In 1939, Godwin entered the Golden Book of Cycling as the greatest long-distance rider in the world.[1] He rode 75,065 mi (120,805 km) in a year, averaging over 200 miles (320 km) per day.[2]

he's on facebook etc also, live posting his rides and videos daily.

Garmin Connect

https://www.facebook.com/tarzanrides


----------



## ibericb (Oct 28, 2014)

Previous thread on the effort by Steve Abraham.If I'm reading this right, it looks like there might be two trying to do the same thing about the same time. Is that right?


----------



## pdh777 (Oct 7, 2005)

That is correct - there are 2 British guys going for the record. Both are super endurance kind of guys.

You would think they would move to a better climate - bad weather can waste a lot of miles.

Tommy Godwin's original record is accepted as the benchmark. I have read articles that insinuated he may not have ridden the entire distance - however no one could or can disprove him so it stands.


----------



## Richard L (Jun 16, 2014)

Might not be the annual record, but still a lot of miles. Didn't find any more current info.

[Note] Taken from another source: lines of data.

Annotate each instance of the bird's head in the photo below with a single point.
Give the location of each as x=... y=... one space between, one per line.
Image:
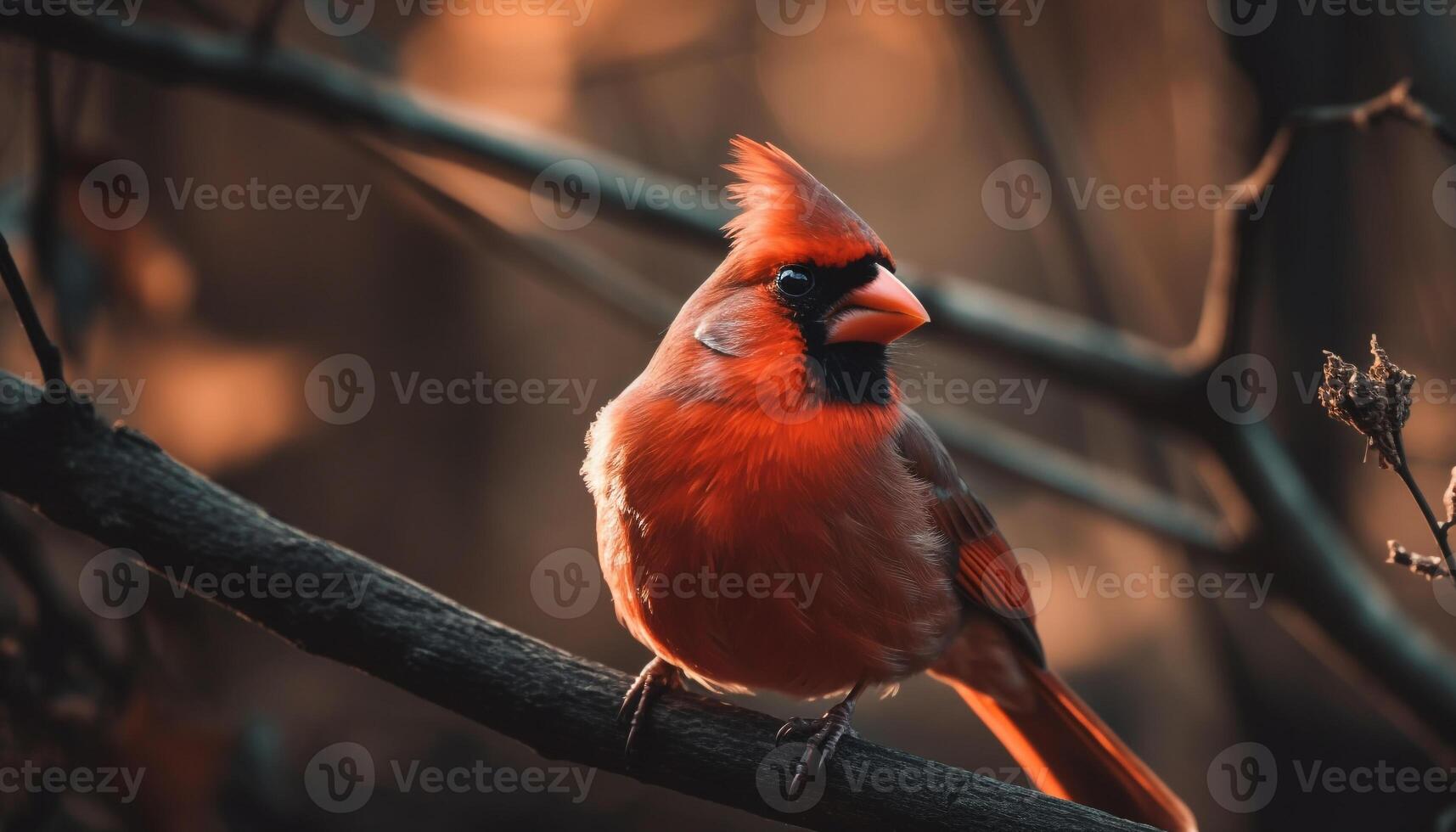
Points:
x=806 y=277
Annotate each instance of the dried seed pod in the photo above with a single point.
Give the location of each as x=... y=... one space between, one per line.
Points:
x=1429 y=565
x=1376 y=402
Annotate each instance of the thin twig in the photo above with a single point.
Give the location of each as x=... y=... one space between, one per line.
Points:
x=46 y=351
x=1439 y=529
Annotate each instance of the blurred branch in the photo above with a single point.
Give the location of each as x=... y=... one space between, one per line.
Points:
x=332 y=92
x=124 y=492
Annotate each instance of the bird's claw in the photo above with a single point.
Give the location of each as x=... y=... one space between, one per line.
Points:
x=820 y=738
x=655 y=677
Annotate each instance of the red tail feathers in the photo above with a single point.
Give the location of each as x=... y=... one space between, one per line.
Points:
x=1065 y=750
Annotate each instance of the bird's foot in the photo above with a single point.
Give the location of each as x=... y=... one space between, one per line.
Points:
x=655 y=677
x=820 y=736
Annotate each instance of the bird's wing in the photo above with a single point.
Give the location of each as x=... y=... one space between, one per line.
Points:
x=987 y=571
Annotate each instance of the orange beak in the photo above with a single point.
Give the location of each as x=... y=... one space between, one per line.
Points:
x=879 y=312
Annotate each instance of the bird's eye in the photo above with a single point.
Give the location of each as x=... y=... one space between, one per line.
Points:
x=795 y=280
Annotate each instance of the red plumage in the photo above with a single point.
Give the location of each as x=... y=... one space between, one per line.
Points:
x=735 y=453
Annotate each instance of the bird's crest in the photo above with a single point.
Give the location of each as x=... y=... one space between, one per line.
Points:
x=785 y=211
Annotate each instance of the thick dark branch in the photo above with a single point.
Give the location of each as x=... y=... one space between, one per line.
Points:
x=1223 y=327
x=124 y=492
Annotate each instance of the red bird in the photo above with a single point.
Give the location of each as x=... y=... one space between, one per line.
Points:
x=766 y=439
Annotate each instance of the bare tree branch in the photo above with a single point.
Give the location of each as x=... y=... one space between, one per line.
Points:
x=124 y=492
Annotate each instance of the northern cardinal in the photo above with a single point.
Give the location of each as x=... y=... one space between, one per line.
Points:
x=766 y=439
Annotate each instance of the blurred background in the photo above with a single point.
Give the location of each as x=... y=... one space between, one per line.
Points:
x=216 y=317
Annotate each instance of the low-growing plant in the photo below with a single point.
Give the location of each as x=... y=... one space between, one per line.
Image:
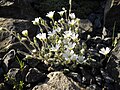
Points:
x=58 y=41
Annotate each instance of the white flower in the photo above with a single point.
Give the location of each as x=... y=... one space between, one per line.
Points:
x=104 y=51
x=1 y=28
x=66 y=40
x=67 y=54
x=50 y=14
x=70 y=45
x=51 y=33
x=67 y=34
x=58 y=29
x=25 y=32
x=61 y=13
x=36 y=21
x=72 y=15
x=41 y=36
x=74 y=57
x=56 y=48
x=72 y=22
x=74 y=36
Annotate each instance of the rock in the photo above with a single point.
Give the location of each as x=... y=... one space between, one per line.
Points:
x=8 y=58
x=75 y=76
x=13 y=75
x=87 y=79
x=97 y=23
x=58 y=81
x=106 y=77
x=113 y=66
x=85 y=25
x=25 y=71
x=34 y=75
x=1 y=61
x=1 y=71
x=41 y=66
x=32 y=62
x=113 y=16
x=99 y=80
x=93 y=87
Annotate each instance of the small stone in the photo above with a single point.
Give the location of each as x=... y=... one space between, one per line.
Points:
x=1 y=71
x=33 y=62
x=13 y=75
x=8 y=58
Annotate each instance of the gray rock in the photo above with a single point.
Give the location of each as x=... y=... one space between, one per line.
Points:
x=1 y=61
x=1 y=71
x=34 y=75
x=85 y=25
x=13 y=75
x=97 y=23
x=87 y=78
x=8 y=58
x=32 y=62
x=25 y=71
x=58 y=81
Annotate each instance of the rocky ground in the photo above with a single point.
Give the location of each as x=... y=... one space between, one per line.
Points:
x=35 y=74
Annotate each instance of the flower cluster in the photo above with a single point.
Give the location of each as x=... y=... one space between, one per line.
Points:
x=61 y=42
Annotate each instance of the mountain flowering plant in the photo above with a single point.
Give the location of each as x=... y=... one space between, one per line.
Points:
x=60 y=40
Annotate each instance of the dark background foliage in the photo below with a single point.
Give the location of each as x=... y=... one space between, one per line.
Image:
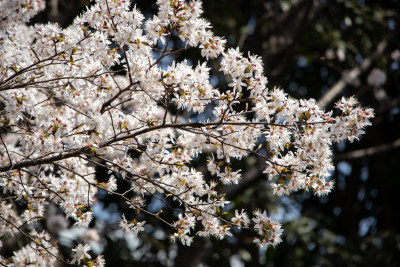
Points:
x=309 y=48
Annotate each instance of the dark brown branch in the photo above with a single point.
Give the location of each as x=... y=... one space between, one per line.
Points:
x=368 y=152
x=353 y=74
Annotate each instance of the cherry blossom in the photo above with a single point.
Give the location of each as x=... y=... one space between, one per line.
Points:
x=95 y=93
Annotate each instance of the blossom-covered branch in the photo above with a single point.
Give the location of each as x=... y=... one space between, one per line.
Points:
x=94 y=92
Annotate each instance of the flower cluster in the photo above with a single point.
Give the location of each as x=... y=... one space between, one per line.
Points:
x=96 y=93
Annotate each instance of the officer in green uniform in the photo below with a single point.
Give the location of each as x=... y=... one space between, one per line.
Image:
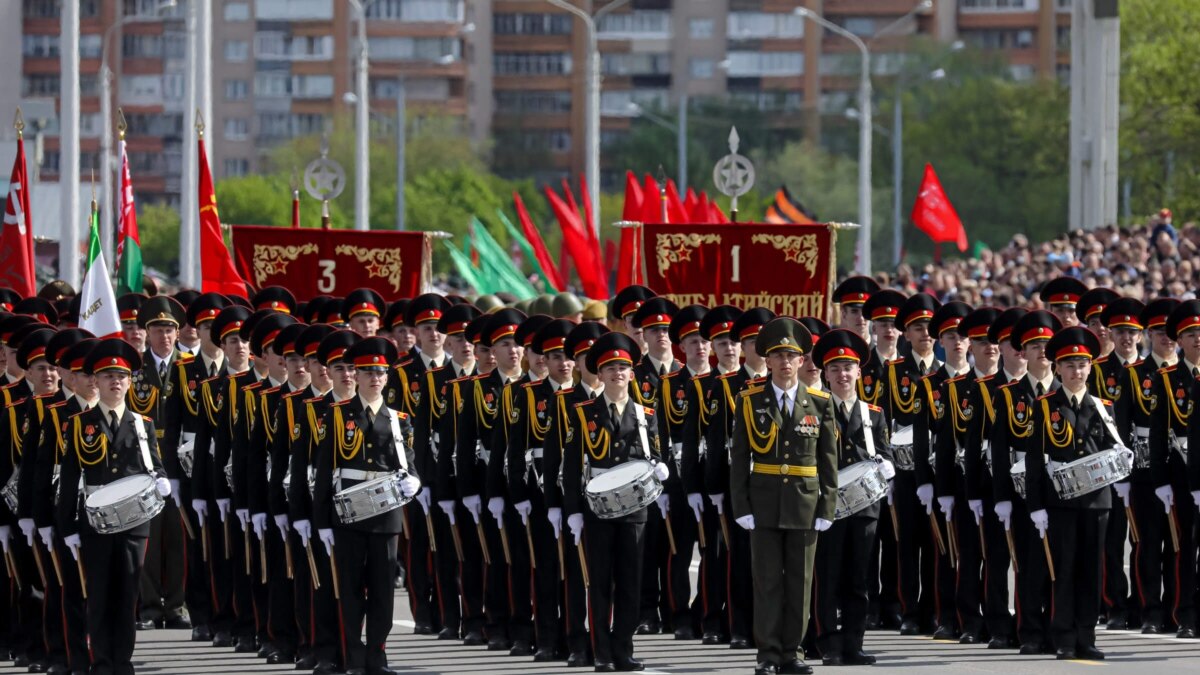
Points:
x=784 y=488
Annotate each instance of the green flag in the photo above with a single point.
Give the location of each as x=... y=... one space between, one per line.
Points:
x=526 y=249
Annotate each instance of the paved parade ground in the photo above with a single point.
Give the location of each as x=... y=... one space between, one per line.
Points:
x=161 y=652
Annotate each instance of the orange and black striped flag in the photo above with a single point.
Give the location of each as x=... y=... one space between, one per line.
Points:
x=789 y=210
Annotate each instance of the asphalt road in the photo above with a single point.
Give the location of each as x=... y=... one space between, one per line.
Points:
x=171 y=652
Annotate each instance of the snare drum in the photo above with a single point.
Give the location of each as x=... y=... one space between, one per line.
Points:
x=124 y=505
x=370 y=499
x=623 y=490
x=1090 y=473
x=901 y=448
x=859 y=485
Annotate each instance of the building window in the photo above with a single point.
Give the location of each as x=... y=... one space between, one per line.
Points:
x=237 y=89
x=235 y=167
x=237 y=129
x=531 y=24
x=237 y=12
x=519 y=63
x=700 y=29
x=237 y=51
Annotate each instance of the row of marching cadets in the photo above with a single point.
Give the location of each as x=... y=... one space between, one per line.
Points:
x=546 y=484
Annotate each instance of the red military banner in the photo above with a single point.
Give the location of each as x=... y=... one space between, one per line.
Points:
x=334 y=262
x=787 y=269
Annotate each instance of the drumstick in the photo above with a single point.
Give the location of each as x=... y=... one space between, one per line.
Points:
x=670 y=535
x=483 y=543
x=58 y=566
x=937 y=533
x=583 y=565
x=1012 y=550
x=1045 y=545
x=504 y=544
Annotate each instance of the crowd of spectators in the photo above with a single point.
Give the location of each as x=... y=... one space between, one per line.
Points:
x=1144 y=262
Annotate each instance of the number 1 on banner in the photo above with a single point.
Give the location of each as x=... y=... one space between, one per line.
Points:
x=328 y=281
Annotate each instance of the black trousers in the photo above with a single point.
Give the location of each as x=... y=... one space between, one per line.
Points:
x=366 y=566
x=421 y=578
x=113 y=568
x=162 y=575
x=840 y=581
x=1077 y=539
x=613 y=551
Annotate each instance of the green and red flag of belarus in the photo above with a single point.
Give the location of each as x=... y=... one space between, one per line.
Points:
x=129 y=244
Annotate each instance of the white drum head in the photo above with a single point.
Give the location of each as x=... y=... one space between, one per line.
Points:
x=119 y=490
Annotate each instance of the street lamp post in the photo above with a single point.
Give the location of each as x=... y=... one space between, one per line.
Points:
x=592 y=100
x=864 y=138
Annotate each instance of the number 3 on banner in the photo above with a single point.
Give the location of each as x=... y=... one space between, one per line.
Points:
x=327 y=282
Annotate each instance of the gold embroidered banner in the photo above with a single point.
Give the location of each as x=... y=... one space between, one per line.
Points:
x=334 y=262
x=785 y=268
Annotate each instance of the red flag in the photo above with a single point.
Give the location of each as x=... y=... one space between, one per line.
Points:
x=539 y=245
x=934 y=214
x=575 y=240
x=629 y=266
x=217 y=273
x=17 y=237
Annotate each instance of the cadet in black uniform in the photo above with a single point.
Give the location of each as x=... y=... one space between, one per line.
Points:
x=1069 y=424
x=843 y=561
x=365 y=440
x=107 y=443
x=609 y=431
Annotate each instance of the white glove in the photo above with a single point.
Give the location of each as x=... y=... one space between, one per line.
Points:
x=409 y=485
x=1005 y=513
x=223 y=508
x=73 y=543
x=327 y=537
x=473 y=505
x=525 y=508
x=1122 y=491
x=977 y=508
x=888 y=469
x=448 y=508
x=281 y=521
x=661 y=471
x=575 y=521
x=1041 y=520
x=946 y=505
x=259 y=523
x=202 y=509
x=1165 y=495
x=425 y=500
x=27 y=529
x=496 y=505
x=925 y=494
x=304 y=529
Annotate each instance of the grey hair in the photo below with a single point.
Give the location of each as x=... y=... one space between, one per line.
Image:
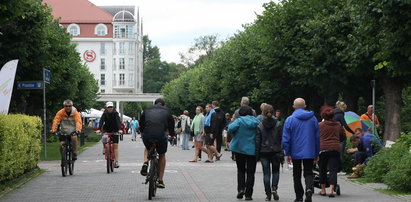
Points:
x=245 y=101
x=299 y=103
x=68 y=102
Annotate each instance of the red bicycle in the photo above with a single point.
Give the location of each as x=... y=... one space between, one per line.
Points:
x=109 y=152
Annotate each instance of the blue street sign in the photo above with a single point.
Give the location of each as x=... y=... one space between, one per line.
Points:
x=47 y=76
x=29 y=85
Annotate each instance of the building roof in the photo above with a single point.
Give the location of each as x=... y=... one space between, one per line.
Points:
x=78 y=11
x=115 y=9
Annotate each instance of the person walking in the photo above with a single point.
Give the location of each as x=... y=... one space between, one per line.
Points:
x=244 y=131
x=210 y=138
x=218 y=123
x=269 y=151
x=185 y=126
x=134 y=126
x=197 y=126
x=331 y=135
x=301 y=143
x=340 y=109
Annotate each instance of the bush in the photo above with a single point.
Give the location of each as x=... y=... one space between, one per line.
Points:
x=399 y=177
x=380 y=164
x=20 y=145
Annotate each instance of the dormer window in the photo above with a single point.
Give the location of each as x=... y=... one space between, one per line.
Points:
x=101 y=30
x=74 y=29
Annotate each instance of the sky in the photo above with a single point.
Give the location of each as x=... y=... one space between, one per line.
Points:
x=172 y=25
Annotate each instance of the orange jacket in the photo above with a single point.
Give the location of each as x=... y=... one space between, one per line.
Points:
x=69 y=123
x=367 y=117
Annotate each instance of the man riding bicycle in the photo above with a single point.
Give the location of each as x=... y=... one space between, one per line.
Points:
x=155 y=123
x=70 y=121
x=110 y=123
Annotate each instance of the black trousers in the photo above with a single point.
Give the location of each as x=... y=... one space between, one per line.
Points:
x=246 y=165
x=308 y=176
x=219 y=139
x=359 y=157
x=329 y=161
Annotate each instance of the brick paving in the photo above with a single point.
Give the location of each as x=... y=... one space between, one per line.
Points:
x=184 y=181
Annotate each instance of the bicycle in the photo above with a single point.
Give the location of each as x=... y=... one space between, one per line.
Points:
x=67 y=162
x=109 y=152
x=153 y=172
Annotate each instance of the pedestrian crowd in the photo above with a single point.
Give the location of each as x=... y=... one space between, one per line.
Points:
x=300 y=139
x=304 y=142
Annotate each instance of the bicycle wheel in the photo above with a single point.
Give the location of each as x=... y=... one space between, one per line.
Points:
x=70 y=162
x=108 y=155
x=64 y=162
x=152 y=183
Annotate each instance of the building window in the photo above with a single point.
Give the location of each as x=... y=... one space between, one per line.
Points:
x=123 y=31
x=131 y=48
x=122 y=63
x=114 y=64
x=102 y=79
x=74 y=29
x=131 y=79
x=121 y=83
x=114 y=80
x=131 y=64
x=102 y=64
x=100 y=30
x=122 y=48
x=102 y=48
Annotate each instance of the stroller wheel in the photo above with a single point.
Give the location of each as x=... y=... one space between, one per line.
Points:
x=338 y=189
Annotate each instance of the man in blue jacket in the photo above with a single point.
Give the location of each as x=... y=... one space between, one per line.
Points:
x=301 y=143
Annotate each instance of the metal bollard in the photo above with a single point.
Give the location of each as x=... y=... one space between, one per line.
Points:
x=82 y=137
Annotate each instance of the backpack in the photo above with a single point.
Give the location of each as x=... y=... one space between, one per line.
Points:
x=187 y=127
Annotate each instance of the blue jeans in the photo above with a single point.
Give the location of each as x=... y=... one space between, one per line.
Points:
x=267 y=161
x=133 y=133
x=186 y=138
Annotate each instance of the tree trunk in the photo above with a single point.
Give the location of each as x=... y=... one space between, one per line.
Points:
x=392 y=88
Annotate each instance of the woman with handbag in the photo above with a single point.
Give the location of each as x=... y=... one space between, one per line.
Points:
x=197 y=126
x=185 y=126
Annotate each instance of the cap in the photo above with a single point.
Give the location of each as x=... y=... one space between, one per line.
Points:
x=109 y=104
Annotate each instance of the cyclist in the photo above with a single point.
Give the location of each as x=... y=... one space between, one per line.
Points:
x=155 y=122
x=110 y=123
x=70 y=121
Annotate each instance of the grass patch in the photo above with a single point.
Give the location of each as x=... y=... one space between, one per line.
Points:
x=53 y=152
x=18 y=182
x=362 y=180
x=392 y=192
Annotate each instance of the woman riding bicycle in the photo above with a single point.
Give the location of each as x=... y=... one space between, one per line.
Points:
x=70 y=121
x=110 y=123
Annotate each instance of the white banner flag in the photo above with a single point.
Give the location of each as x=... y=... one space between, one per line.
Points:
x=7 y=75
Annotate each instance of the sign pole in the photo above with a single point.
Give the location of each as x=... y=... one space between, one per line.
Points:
x=45 y=122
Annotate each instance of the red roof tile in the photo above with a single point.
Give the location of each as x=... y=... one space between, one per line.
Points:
x=78 y=11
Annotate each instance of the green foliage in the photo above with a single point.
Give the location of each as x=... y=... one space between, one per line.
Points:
x=392 y=165
x=19 y=146
x=399 y=177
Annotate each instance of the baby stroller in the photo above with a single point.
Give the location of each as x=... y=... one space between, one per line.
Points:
x=317 y=184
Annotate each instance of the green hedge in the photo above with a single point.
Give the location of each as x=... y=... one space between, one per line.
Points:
x=20 y=144
x=392 y=166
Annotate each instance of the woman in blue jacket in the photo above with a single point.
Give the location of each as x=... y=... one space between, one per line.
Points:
x=244 y=130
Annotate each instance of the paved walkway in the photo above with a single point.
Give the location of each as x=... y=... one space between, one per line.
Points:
x=184 y=181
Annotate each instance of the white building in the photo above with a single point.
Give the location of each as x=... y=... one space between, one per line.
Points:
x=109 y=40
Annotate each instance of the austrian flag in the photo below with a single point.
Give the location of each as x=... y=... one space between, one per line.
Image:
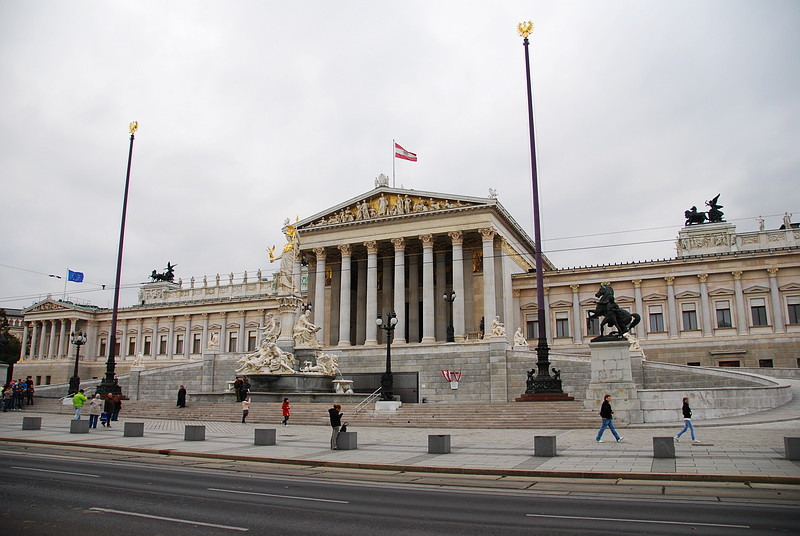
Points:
x=399 y=152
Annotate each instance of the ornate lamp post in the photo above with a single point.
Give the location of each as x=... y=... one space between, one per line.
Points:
x=450 y=297
x=78 y=339
x=542 y=382
x=109 y=382
x=387 y=380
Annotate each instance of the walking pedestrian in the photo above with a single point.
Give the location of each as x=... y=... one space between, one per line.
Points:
x=687 y=421
x=77 y=402
x=108 y=410
x=182 y=397
x=336 y=423
x=608 y=420
x=286 y=412
x=245 y=409
x=95 y=409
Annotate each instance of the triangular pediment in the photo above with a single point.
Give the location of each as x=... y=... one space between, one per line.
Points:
x=384 y=202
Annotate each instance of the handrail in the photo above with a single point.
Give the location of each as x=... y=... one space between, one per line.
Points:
x=371 y=398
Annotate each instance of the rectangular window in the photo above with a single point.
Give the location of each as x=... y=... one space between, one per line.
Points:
x=233 y=338
x=196 y=343
x=532 y=329
x=593 y=327
x=562 y=324
x=689 y=316
x=758 y=308
x=793 y=303
x=656 y=319
x=723 y=308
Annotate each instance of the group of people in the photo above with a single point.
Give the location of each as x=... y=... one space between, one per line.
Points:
x=16 y=393
x=103 y=409
x=607 y=414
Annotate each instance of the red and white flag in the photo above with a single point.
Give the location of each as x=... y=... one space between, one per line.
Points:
x=399 y=152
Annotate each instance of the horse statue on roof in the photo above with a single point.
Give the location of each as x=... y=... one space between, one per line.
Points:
x=616 y=318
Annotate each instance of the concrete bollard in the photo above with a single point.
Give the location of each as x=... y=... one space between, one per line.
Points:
x=194 y=432
x=78 y=427
x=133 y=429
x=265 y=436
x=664 y=447
x=438 y=444
x=791 y=446
x=31 y=423
x=544 y=446
x=347 y=441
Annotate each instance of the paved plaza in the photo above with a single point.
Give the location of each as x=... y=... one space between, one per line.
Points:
x=749 y=448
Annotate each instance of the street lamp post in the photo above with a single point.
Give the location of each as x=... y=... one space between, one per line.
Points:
x=450 y=297
x=109 y=383
x=542 y=382
x=387 y=380
x=78 y=339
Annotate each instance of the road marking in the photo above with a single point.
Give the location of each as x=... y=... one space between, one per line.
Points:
x=642 y=521
x=278 y=496
x=161 y=518
x=51 y=471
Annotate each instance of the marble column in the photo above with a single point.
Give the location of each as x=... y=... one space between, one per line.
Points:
x=577 y=320
x=775 y=297
x=23 y=352
x=705 y=305
x=457 y=240
x=400 y=289
x=742 y=322
x=371 y=337
x=344 y=299
x=319 y=294
x=412 y=333
x=672 y=307
x=641 y=333
x=489 y=301
x=428 y=311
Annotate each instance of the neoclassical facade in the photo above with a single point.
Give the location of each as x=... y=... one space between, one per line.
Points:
x=726 y=299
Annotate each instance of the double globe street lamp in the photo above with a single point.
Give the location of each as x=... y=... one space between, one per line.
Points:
x=387 y=380
x=78 y=339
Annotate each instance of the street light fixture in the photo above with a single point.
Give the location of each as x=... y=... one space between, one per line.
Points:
x=450 y=297
x=78 y=339
x=387 y=380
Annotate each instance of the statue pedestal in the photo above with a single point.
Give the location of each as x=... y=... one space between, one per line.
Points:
x=611 y=375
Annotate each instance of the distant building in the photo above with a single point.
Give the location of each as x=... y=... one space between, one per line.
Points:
x=727 y=299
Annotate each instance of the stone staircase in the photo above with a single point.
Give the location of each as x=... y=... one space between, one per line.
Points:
x=533 y=415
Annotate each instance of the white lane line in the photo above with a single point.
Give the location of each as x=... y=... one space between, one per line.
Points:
x=161 y=518
x=52 y=471
x=642 y=521
x=278 y=496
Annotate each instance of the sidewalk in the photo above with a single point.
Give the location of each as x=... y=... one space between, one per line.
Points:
x=730 y=451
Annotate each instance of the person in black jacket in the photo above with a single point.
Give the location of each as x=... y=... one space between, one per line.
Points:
x=608 y=415
x=687 y=421
x=336 y=423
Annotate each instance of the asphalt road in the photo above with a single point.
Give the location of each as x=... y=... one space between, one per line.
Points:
x=54 y=491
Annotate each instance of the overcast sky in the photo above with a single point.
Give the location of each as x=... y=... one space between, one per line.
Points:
x=254 y=111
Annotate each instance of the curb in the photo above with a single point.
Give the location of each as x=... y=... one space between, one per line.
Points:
x=676 y=477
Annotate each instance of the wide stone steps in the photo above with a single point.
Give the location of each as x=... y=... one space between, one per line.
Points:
x=539 y=415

Freddie Hoffman - Wikipedia, the free encyclopedia


----------



## Doug B (Sep 11, 2009)

He's going the distance. 
He's going for speed.
She's all alone, all alone
In her time of need.


----------



## Mike T. (Feb 3, 2004)

pdh777 said:


> That is correct - there are 2 British guys going for the record. Both are super endurance kind of guys.


One. Steve Abraham. One USA guy too - Kurt something or other.



> Tommy Godwin's original record is accepted as the benchmark. I have read articles that insinuated he may not have ridden the entire distance - however no one could or can disprove him so it stands.


What a load of rubbish. It was all certified. Read the book on his ride. There have been a couple of others whose rides weren't allowed because of documentation problems, but not Tommy's.


----------